A supporto di questa sua teoria Morris riporta alcune notizie ricavate da documenti risalenti
alla fine del XII secolo redatta dal chierico Giraldus Cambrensis che, riferendosi a situazioni
da lui vissute nel sud del Galles a contatto con la tribù locale dei Venta scrive: “tra tutte le tribù, i
Venta sono quelli più abiyuati alla guerra, i più valorosi e i più esperti arcieri tra tutte le terre del Galles”. I
Venta erano un popolo testardo e dai modi piuttosto rozzi. Non conoscevano, o non
rispettavano alcuna delle regole della cavalleria: il loro modo di combattere è intuitivamente
paragonabile all’attuale guerriglia, visto il largo utilizzo della tattica dell’imboscata. E l’arco
era sicuramente l’arma migliore per questo tipo di combattimento. Cambrensis scrive che “i
loro archi di olmo selvatico, grezzi, nudi e grossolani non erano solo in grado di colpire con precisione a lunga
distanza, ma riuscivano a provocare gravi ferite anche in scontri corpo a corpo”.

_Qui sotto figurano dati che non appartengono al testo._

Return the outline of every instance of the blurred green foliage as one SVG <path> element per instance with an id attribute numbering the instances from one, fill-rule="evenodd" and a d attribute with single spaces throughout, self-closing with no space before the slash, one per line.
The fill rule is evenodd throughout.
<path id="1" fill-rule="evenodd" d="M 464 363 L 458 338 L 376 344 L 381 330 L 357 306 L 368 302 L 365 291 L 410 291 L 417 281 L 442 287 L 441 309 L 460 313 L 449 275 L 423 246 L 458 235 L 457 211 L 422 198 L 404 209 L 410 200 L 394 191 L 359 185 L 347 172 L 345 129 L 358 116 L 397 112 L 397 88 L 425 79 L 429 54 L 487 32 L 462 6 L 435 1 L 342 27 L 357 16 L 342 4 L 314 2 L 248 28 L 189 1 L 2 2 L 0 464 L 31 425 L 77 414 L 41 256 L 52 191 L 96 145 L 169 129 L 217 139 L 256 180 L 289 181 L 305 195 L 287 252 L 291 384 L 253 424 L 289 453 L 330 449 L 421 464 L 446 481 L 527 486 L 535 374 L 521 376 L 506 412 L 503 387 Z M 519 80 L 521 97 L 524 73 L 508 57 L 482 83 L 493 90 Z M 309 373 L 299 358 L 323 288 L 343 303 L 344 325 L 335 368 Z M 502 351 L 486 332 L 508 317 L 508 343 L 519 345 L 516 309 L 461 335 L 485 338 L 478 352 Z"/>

Testimonianze certe danno il longbow presente in Inghilterra all’epoca di re Edoardo I e i
gallesi ne erano i principali utilizzatori. E’ però evidente l’errore compiuto da Morris
identificando l’arco utilizzato dai Venta con il longbow nell’accezione a tutt’oggi accettata. Le
caratteristiche che Cambrensis riporta sembrano più quelle di un arco continentale che
quelle di un longbow.
Morris ha però ragione nel asserire che tale arma fosse sconosciuta a Sassoni e Normanni.
Nella famosa “Tela di Bayeux” sono ben poche gli uomini armati di arco (uno tra le fila
Sassoni e nessuno tra i Normanni): la moltitudine è armata semplicemente con archi e scudi.

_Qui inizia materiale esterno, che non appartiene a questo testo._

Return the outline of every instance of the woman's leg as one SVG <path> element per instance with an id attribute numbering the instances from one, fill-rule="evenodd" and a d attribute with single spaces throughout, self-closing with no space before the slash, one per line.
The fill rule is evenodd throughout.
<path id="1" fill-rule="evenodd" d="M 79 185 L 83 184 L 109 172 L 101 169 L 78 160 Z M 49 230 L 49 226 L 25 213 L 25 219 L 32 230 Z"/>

Con un certo grado di sicurezza si può afermare che il longbow fu introdotto in Inghilterra
dalla Scandinavia probabilmente durante una delle molte invasioni che i Danesi effettuarono
intorno alla metà dell’anno 1000. E.G. Heath nota che diversi, ben preservati longbow furono
rinvenuti in relitti di imbarcazioni funebri rinvenute a Nydam Moor in Danimarca nel 1863.
“Questi archi sono stati scientificamente datati tra il 200 e il 400 a.C....”. Questi archi, per l’esattezza sette,
hanno molte caratteristiche simili a quelle die cinque esemplari inglesi precedentemente
descritti. i Nydam Bowa sono die self-bows in legno, lunghi da 5 e 7 pollici del più piccolo ai 6
piedi del più lungo (174-183 cm), la sezione è a “D” e uno di essi presenta dei tips in corno.
Differenze non sostanziali sono la presenza su questi di alcuni intagli ornamentali e dal fatto
che da tracce rinvenute, venivano spalmati di pece.
Di recente il dr. A. Lieshf dell’Università di Oslo, ha scoperto in una tomba un longbow
vichingo. Il legno era completamente deteriorato ma una fascia metallica utilizzata come
rinforzo ne resta a testimonianza.
Il longbow medievale inglese era un’arma superba. Incredibilmente potente, rapido e
mortale. Un’arma che poteva portare un semplice armato a essere superiore a un Cavaliere...
il Regno d’Inghilterra a essere padrone dell’Europa occidentale.